Rhodomicrobium vannielii is a Gram-negative, purple non-sulfur, motile, thermophilic photoheterotroph bacterium. Phototrophic bacteria are ubiquitous and have been reportedly found in many marine and terrestrial ecosystems. Additionally, they can use light as an energy source and carbon dioxide as a carbon source. Considering this, R. vannielii is thought to have potential application in anaerobic treatment and bioremediation under high temperature conditions as the bacteria was isolated from water samples from a hot spring in Gadek, Malacca, Malaysia using glutamate-malate medium (GMM) and Pfennig's M2 medium. R. vannielii produces acyclic and aliphatic cyclic carotenoids like anhydrorhodovibrin, rhodovibrin, spirilloxanthin and rhodopin.

== Microbiologic characteristics ==

=== Morphology ===
Mature R. vannielii cells are typically ovoid to spherical in shape, do not form intracellular sulfur globules, and are about 2.0-2.5 μm long and 1.2-1.5 μm wide. The cells are then attached by means of slender branched filaments, with the connecting filaments varying in length, but a uniform diameter of approximately 0.3 microns. Colonies are irregular in shape, and have a rough, convoluted surface. After observation, the cells showed a budding filament formation. R. vannielli is unique as it is the only species of its genus to reproduce via budding rather than fission.

=== Pigmentation ===
Rhodomicrobium vannielii contains carotenoid pigments, which gives its cultures a salmon-pink to a deep orange-red color, depending on the density of growth. The dominant photosynthetic pigment is bacteriochlorophylla and carotenoids of rhodopsin and lycopene. Optimum carotenoid production was achieved after the culture spent 24 hours in GMM without yeast-extract and having been incubated in anaerobic-light condition at a light intensity of 2000 lux. R. vannielii’s growth rate was measured as optical density at a wavelength of 660 nm.

=== Metabolism ===
Rhodomicrobium vannielii is an anoxygenic bacteria, meaning it uses light as an energy source and converts it into ATP without the production of oxygen as a byproduct of the reaction. R. vannielii grows better in anaerobic-light conditions compared to growth in aerobic-dark. This growth shows that cells are capable of also growing chemoheterophically in the dark, meaning it can derive its energy from chemical energy sources as well as from sunlight. However, the microbe cannot use carbon dioxide as its sole carbon source, but requires other compounds from the environment to meet their carbon requirements. R. vannielii is able to utilize acetate, lactate, pyruvate, citrate and succinate as a carbon source. However, cell growth and carotenoid production is highest when succinate or acetate is used as substrate after 48-hours of incubation.

== Environment ==
Water samples were first isolated from Gadek Hot Spring in Malacca, Malaysia, at a depth of 0.8-1.4 m from the water surface using an extendable metal sampler. The water samples were isolated on two media: (i) glutamate-malate medium (GMM), and (ii) Pfennig’s M2 medium. All inoculated bottles were incubated using 60 W (Morries) tungsten lamps at 2000 lux light intensity of continuous illumination with a temperature ranging between 38-40 °C. After 7 days of incubation, the GMM media changed color from transparent yellow to red. Growth in the M2 medium, however, was slower as pink to light red color appeared after more than 10 days incubation. It was found that R. vannielii’s temperature optima was approximately 50 °C to 58 °C, while its pH optima ranged from 6.8 to 7.3. The microorganism’s optimum light intensity for carotenoid production was 2000 lux.

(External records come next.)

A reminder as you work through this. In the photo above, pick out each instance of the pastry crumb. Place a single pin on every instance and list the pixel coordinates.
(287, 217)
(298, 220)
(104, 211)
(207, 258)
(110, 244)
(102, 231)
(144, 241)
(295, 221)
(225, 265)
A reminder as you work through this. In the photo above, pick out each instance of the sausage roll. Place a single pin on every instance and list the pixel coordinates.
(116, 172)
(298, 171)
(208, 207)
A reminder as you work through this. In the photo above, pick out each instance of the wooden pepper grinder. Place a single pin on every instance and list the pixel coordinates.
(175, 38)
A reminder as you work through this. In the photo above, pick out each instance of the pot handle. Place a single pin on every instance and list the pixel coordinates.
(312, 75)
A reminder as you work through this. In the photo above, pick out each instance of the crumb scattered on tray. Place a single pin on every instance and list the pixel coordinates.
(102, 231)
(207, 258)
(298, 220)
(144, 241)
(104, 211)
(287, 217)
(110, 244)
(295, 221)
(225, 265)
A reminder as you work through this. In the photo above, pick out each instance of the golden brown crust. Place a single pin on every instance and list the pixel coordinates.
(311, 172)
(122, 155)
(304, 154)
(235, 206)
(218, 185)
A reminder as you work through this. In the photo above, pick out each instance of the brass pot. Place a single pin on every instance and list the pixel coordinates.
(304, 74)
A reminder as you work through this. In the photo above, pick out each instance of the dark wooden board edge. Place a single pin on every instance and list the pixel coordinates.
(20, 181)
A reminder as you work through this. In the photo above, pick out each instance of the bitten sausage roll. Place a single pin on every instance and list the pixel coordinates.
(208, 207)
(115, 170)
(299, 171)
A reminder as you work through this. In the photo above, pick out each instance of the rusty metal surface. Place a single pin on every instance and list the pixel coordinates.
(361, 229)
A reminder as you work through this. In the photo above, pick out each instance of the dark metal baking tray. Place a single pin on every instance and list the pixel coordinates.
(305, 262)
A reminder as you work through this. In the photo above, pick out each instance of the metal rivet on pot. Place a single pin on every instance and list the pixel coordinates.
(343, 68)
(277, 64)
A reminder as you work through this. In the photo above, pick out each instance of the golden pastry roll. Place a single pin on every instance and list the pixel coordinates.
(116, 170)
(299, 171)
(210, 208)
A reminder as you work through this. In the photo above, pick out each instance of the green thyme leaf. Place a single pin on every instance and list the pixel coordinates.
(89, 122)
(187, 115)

== Phenotypic and genetic characteristics ==
On average, R. vannielii’s genome size is approximately 400 base pairs, is motile, stains Gram-negative, and has a G+C content of 62.2%.

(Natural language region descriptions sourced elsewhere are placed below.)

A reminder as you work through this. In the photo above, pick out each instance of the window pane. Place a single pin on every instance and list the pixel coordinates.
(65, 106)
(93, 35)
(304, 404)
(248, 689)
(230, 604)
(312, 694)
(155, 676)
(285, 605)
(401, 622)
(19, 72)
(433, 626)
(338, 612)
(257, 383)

In 1949, it was debated on whether R. vannielii was to be placed in the genus Rhodospirillum or Rhodopseudomonas because the photoheterotrophs were all closely related morphologically. However, subsequent studies of the physiology and morphology of several pure R. vannielii cultures have led researchers to create a new genus for this organism: Rhodomicrobium. This name was chosen to honor Professor C. B. van Niel as his studies of R. vannielii heavily contributed to what is currently known regarding the group of microorganisms.